Tu croyais, vieux penard, qu'une folle manie
D'élever ton neveu m'inspirerait l'envie.

Cette petite pièce, mal faite à la vérité, mais qui ne manquait pas de sel, et qui annonçait du talent pour la satire, est cependant le seul écrit satirique qui soit sorti de ma plume. J'ai le cœur trop peu haineux pour me prévaloir d'un pareil talent: mais je crois qu'on peut juger par quelques écrits polémiques faits de temps à autre pour ma défense, que, si j'avais été d'humeur batailleuse, mes agresseurs auraient eu rarement les rieurs de leur côté.

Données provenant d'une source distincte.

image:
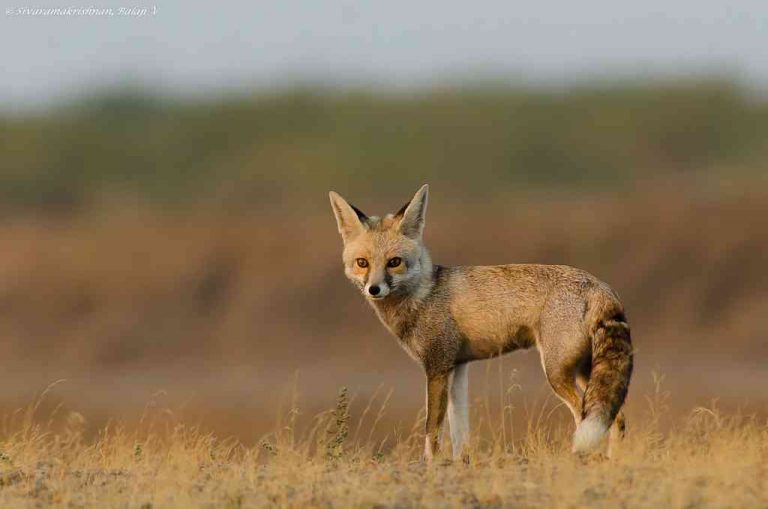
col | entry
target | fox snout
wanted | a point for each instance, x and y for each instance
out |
(377, 290)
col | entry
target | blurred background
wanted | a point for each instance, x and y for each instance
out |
(165, 232)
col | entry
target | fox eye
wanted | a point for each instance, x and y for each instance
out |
(394, 262)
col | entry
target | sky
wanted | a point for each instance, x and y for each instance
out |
(186, 48)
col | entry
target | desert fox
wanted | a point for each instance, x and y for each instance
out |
(445, 317)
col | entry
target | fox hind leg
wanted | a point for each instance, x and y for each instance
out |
(562, 377)
(618, 430)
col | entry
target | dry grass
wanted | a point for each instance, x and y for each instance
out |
(705, 460)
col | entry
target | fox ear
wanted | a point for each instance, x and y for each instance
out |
(413, 214)
(349, 218)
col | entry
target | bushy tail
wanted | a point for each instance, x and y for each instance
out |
(608, 381)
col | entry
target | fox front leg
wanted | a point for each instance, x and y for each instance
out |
(437, 403)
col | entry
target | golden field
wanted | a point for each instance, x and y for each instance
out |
(706, 460)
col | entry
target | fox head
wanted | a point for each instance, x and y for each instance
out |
(384, 256)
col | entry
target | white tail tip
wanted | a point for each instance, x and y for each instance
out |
(589, 434)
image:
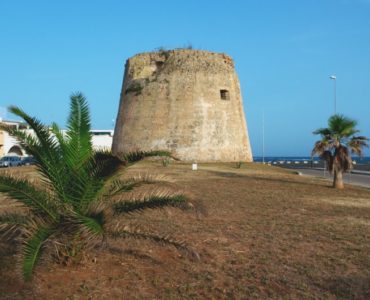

La chose que je regrette le plus dans les détails de ma vie dont j'ai perdu la mémoire, est de n’avoir pas fait des journaux de mes voyages. Jamais je n'ai tant pensé, tant existé, tant vécu, tant été moi, si j'ose ainsi dire, que dans ceux que j'ai faits seul et à pied. La marche a quelque chose qui anime et avive mes idées : je ne puis presque penser quand je reste en place; il faut que mon corps soit en branle pour y mettre mon esprit. La vue de la campagne, la succession des aspects agréables, le grand air, le grand appétit, la bonne santé que je gagne en marchant, la liberté du cabaret, l'éloignement de tout ce qui me fait sentir ma dépendance, de tout ce

qui me rappelle à ma situation, tout cela dégage mon ame, me donne une plus grande audace de penser, me jette en quelque sorte dans l'immensité des êtres pour les combiner, les choisir, me les approprier à mon gré, sans gêne et sans crainte. Je dispose en maître de la nature entière; mon cœur, errant d'objet en objet, s'unit, s'identifie à ceux qui le flattent, s'entoure d'images charmantes, s'enivre de sentiments. délicieux. Si pour les fixer je m'amuse à les décrire en moi-même, quelle vigueur de pinceau, quelle fraîcheur de coloris, quelle énergie d'expression je leur donne! On a, dit-on, trouvé de tout cela dans mes ouvrages, quoique écrits vers le déclin de mes ans. Oh! si l'on eût vu ceux de ma première jeunesse, ceux que j'ai faits durant mes voyages, ceux que j'ai composés et que je n'ai jamais écrits!... Pourquoi, direz-vous, ne les pas écrire? Et pourquoi les écrire? vous répondrai-je: pourquoi m'ôter le charme actuel de la jouissance, pour dire à d'autres que j'avais joui? Que m'importaient des lecteurs, un public, et toute la terre, tandis que je planais dans le ciel? D'ailleurs, portais-je avec moi du papier, des plumes? Si j'avais pensé à tout cela rien ne me serait venu. Je ne prévoyais pas que j'aurais des idées; elles viennent quand il leur plaît, non quand il me plaît. Elles ne viennent point, ou elles viennent en foule, elles m'accablent de leur nombre et de leur force. Dix volumes par jour n'auraient pas suffi. Où prendre du temps pour les écrire? En arrivant je ne songeais qu'à bien dîner. En partant je ne songeais qu'à bien marcher. Je

sentais qu'un nouveau paradis m'attendait à la porte; je ne songeais qu'à l'aller chercher.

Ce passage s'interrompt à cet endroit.